Lo que quiero decir es que todos deberíamos despedirnos de nuestros seres queridos, de los no tan queridos y lo que es más importante, de nosotros mismos. Para al día siguiente leer nuestra esquela mientras tomamos un café, eso sí con azúcar porque la sacarina ya carecería de sentido. Y una vez visto nuestro nombre bajo una inconfundible cruz negra, pensar detenidamente todo lo que nos quedó por hacer y nos hubiera gustado llevar a cabo, así como también todo lo que hicimos y en lo más interno de nosotros sabemos que nunca debimos haber hecho. Reflexionar sobre los besos que no dimos y los que dimos de más. Los abrazos que fueron de carne y hueso y los que fueron de todo, menos abrazos. Las gracias que nunca dimos y las que nos dieron sin merecerlo.
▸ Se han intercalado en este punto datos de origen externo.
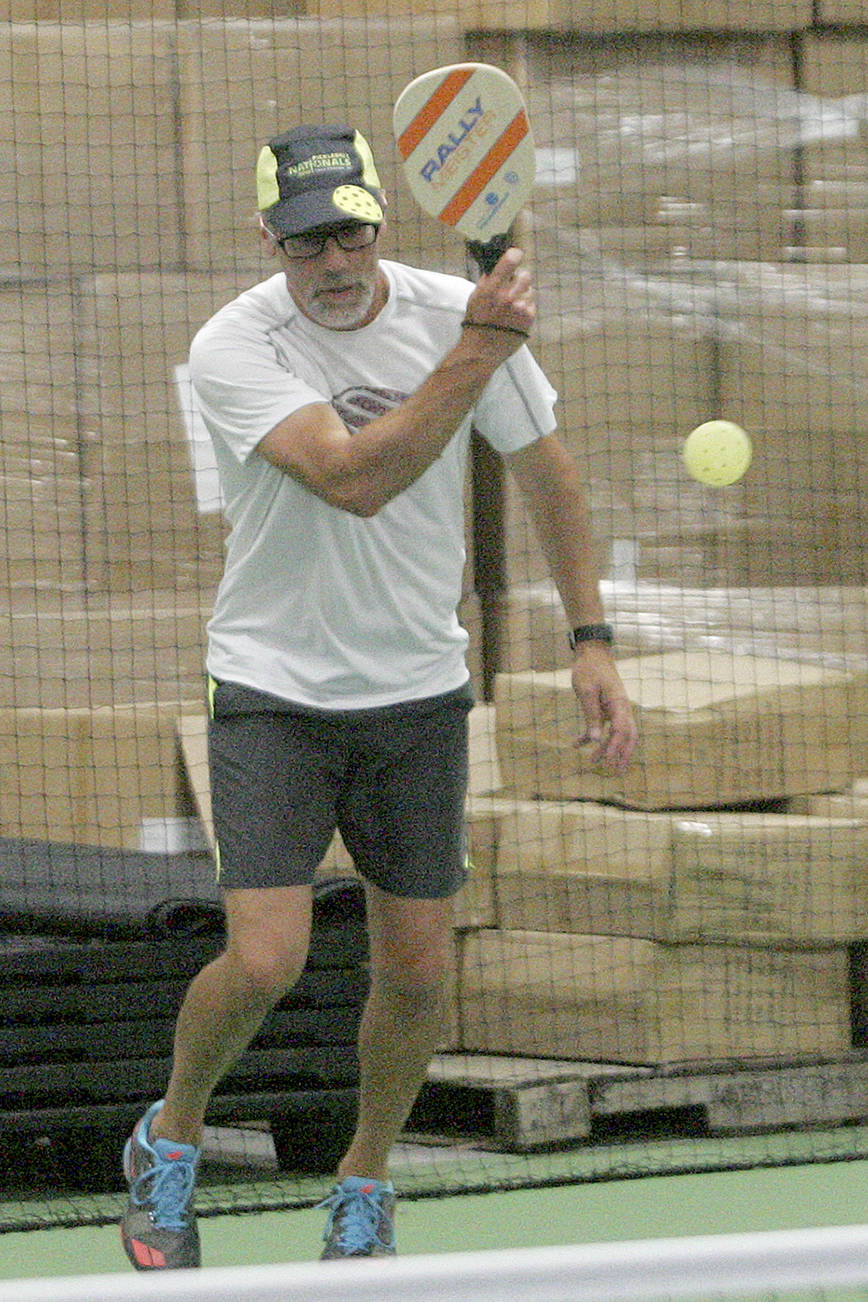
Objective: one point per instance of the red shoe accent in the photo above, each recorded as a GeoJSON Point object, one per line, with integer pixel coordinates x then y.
{"type": "Point", "coordinates": [149, 1258]}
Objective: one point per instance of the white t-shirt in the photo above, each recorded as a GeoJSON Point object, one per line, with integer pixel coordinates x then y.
{"type": "Point", "coordinates": [318, 606]}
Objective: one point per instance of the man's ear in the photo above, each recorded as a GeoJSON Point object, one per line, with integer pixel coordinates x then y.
{"type": "Point", "coordinates": [268, 236]}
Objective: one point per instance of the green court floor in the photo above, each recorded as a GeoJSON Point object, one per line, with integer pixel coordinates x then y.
{"type": "Point", "coordinates": [612, 1210]}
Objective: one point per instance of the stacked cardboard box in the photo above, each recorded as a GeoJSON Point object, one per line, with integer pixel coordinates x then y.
{"type": "Point", "coordinates": [634, 931]}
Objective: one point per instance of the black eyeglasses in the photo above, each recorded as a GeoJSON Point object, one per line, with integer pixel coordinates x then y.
{"type": "Point", "coordinates": [350, 237]}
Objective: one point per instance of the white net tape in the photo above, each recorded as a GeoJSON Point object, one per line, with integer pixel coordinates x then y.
{"type": "Point", "coordinates": [738, 1266]}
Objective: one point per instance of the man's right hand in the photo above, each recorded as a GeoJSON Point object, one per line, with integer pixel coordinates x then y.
{"type": "Point", "coordinates": [502, 307]}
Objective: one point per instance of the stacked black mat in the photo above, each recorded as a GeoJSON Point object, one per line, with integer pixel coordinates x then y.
{"type": "Point", "coordinates": [96, 949]}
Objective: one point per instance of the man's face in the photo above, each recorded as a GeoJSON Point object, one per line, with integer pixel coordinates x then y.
{"type": "Point", "coordinates": [341, 288]}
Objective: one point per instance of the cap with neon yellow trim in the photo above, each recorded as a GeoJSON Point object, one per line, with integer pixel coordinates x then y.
{"type": "Point", "coordinates": [315, 176]}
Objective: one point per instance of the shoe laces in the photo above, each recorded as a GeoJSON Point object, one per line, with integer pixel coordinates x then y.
{"type": "Point", "coordinates": [358, 1214]}
{"type": "Point", "coordinates": [167, 1186]}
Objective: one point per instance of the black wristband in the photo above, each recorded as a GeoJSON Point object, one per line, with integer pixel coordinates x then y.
{"type": "Point", "coordinates": [504, 330]}
{"type": "Point", "coordinates": [591, 633]}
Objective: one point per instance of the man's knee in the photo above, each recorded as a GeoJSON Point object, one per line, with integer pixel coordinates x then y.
{"type": "Point", "coordinates": [268, 936]}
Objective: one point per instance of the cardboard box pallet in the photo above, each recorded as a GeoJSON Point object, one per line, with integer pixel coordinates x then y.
{"type": "Point", "coordinates": [622, 1000]}
{"type": "Point", "coordinates": [764, 879]}
{"type": "Point", "coordinates": [715, 729]}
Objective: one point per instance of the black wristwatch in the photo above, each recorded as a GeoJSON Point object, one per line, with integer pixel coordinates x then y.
{"type": "Point", "coordinates": [590, 633]}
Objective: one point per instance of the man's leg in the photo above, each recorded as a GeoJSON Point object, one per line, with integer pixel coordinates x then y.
{"type": "Point", "coordinates": [267, 939]}
{"type": "Point", "coordinates": [410, 957]}
{"type": "Point", "coordinates": [410, 960]}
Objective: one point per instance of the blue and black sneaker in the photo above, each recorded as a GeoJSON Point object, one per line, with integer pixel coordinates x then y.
{"type": "Point", "coordinates": [159, 1227]}
{"type": "Point", "coordinates": [361, 1219]}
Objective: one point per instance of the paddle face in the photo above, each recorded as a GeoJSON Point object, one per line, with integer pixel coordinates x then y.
{"type": "Point", "coordinates": [467, 151]}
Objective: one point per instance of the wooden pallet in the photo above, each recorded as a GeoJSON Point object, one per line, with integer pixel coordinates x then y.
{"type": "Point", "coordinates": [519, 1104]}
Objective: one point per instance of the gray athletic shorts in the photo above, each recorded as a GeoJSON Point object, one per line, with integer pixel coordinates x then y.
{"type": "Point", "coordinates": [392, 779]}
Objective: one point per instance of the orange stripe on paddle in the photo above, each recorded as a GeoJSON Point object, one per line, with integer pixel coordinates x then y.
{"type": "Point", "coordinates": [431, 110]}
{"type": "Point", "coordinates": [486, 169]}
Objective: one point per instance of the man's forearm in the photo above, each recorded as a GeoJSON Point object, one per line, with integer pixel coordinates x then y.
{"type": "Point", "coordinates": [555, 494]}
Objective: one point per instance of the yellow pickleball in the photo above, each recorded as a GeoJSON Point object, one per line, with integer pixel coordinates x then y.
{"type": "Point", "coordinates": [717, 453]}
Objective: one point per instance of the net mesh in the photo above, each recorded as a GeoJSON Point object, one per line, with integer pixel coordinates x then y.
{"type": "Point", "coordinates": [820, 1264]}
{"type": "Point", "coordinates": [659, 973]}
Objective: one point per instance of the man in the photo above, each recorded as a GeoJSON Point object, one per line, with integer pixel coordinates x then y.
{"type": "Point", "coordinates": [340, 395]}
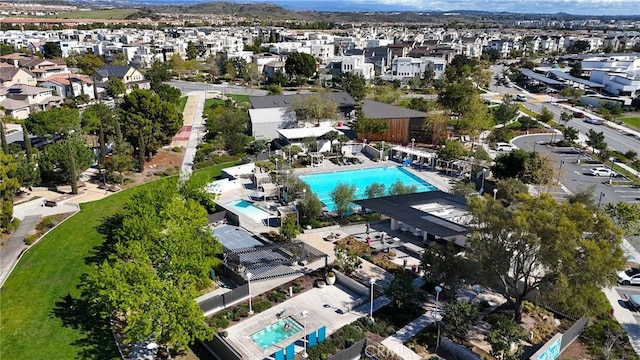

En definitiva, pensar en el legado que dejamos tras nuestra marcha, tanto a seres cercanos como a personas que nunca llegamos a conocer. Porque el mal y el bien, el odio y la bondad, la mentira y la verdad que dejamos de herencia no sólo afectan y tienen consecuencias positivas y negativas para nuestro entorno más próximo, sino que las actitudes de cada yo individual dan forma a la sociedad en la que vivimos y lo que es más importante y peligroso, en la que vivirán nuestros descendientes. Por este motivo, murámonos todos en vida al menos una vez, mirémonos amortajados al espejo de la verdad, sonriamos o lloremos mientras vemos la película de nuestra vida, para que cuando salga el rótulo de ‘Continuará…’, volvamos a la vida, pero con una ventaja que no tuvimos al salir de las entrañas de nuestras madres, y es que ya sabemos lo que nos gustaría hacer antes de morirnos y que por suerte, todavía estamos a tiempo de realizar. Eso sí, sin olvidar que en nuestro armario sigue esperando la mortaja que tarde o temprano cubrirá nuestro cuerpo para siempre, por lo que hasta ese momento vivamos de tal manera que llegado el momento dicha mortaja sea el traje de fin de fiesta de una gran vida.